Occupancy monitoring plays a key role in building automation, health, safety, and security. Although developers can piece together suitable people-counting solutions from available components and develop the appropriate algorithms, this can be time consuming and costly. Amid heightened expectations for faster delivery of solutions with more sophisticated and up-to-date capabilities and features, including support for social distancing requirements, a simpler, faster approach is required.

Figure 1. In Analog Devices’ EagleEye trial kit, a DSP subsystem acquires and processes images using the ADSW4000 EagleEye PeopleCount algorithm running on a member of Analog Devices’ ADSP-BF707 Blackfin DSP series. (Image: Analog Devices)

Why Occupancy Monitoring Matters

The ability to monitor the number of individuals, their location, and their movement within a building is finding an expanding role in multiple applications.

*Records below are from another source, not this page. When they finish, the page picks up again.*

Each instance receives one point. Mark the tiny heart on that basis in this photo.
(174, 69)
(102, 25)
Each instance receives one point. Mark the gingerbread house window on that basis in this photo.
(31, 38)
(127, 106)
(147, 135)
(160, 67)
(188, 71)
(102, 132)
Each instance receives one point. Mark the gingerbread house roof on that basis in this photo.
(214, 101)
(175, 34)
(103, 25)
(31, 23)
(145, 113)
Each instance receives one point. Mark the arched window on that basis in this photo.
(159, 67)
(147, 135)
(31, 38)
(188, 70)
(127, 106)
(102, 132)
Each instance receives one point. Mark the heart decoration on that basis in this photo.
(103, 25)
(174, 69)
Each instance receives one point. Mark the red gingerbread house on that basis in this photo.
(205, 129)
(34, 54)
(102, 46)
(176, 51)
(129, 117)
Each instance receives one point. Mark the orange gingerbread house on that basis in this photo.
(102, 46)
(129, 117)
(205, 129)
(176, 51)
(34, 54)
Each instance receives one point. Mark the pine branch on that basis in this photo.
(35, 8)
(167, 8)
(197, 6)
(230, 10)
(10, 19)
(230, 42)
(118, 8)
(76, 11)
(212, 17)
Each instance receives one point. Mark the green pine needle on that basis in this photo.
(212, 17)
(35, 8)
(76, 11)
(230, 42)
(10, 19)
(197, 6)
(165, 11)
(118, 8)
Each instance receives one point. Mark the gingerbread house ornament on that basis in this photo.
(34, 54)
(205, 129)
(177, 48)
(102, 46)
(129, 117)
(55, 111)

During pandemic surges, this capability helps ensure that occupants can maintain safe separation in indoor spaces.

Beyond optimizing use of building spaces and aiding social distancing, however, an active measure of occupancy has become essential to throttle escalating energy consumption. According to the World Green Building Council, energy used to light, heat, and cool buildings accounts for 28% of worldwide carbon emissions.

Globally, national strategies to reduce climate-affecting carbon emissions target more efficient building energy utilization as central to the planning. For individual companies, reduced energy consumption offers direct benefits to their bottom line, as well as their employees’ well-being.

Implementing an Occupancy Sensing Solution

The design and implementation of an automated occupancy sensing solution requires expertise in multiple areas in order to combine sensors, low-power processors, and connectivity with accurate people-counting algorithms into full applications, able to respond instantly as people enter and leave indoor spaces.

This takes time and resources to develop and support. Analog Devices offers a pre-packaged solution: the ADSW4000 EagleEye, a complete 2D vision sensor-based, low-power, low-bandwidth drop-in platform designed specifically to provide updated data to optimize space utilization and minimize energy consumption. The kit comprises the Analog Devices’ proprietary People-Count algorithm running on a member of Analog Device’s ADSP-BF707 series of Blackfin digital signal processors (DSPs). The EagleEye delivers utilization data for separate indoor spaces, allowing companies to balance office space utilization and energy consumption for maximum utility.

Because it performs its image analysis and people-counting tasks solely on the Blackfin processor, the EagleEye algorithm ensures that all images remain local, so no personally identifiable information ever leaves the platform, conforming with a growing body of worldwide privacy regulations. In fact, results generated by the Blackfin processor are limited to a data package containing the number of people in a monitored region of interest (ROI), their (x, y) location in that region, and whether or not they are on the move.

To help speed development of plications, Analog Devices integrates its ADSW4000 EagleEye People-Count platform in its EVAL-ADSW4000KTZ EagleEye trial kit. Serving as a complete sensor-to-cloud turnkey implementation of its EagleEye algorithm, the trial kit enables users to immediately deploy occupancy monitoring using the available app and cloud-based online dashboard. Alternatively, the kit can serve as the foundation of custom systems, allowing developers to focus on their higher-level applications rather than the details of implementing their own people-counting methods.

Individual Subsystems

The trial kit comprises a pair of subsystems, one based on the Blackfin DSP to generate people- counting data, and a separate subsystem based on Analog Devices’ ADuCM4050 microcontroller unit (MCU) to handle connectivity and higher-level application functionality (Figure 1).

For image acquisition from the region of interest, the subsystem uses a 2D vision sensing module based upon ON Semiconductor’s ASX340AT3C00X-PED0-DPBR VGA-format CMOS active pixel digital image system-on-chip (SoC) sensor combined with an infrared filter.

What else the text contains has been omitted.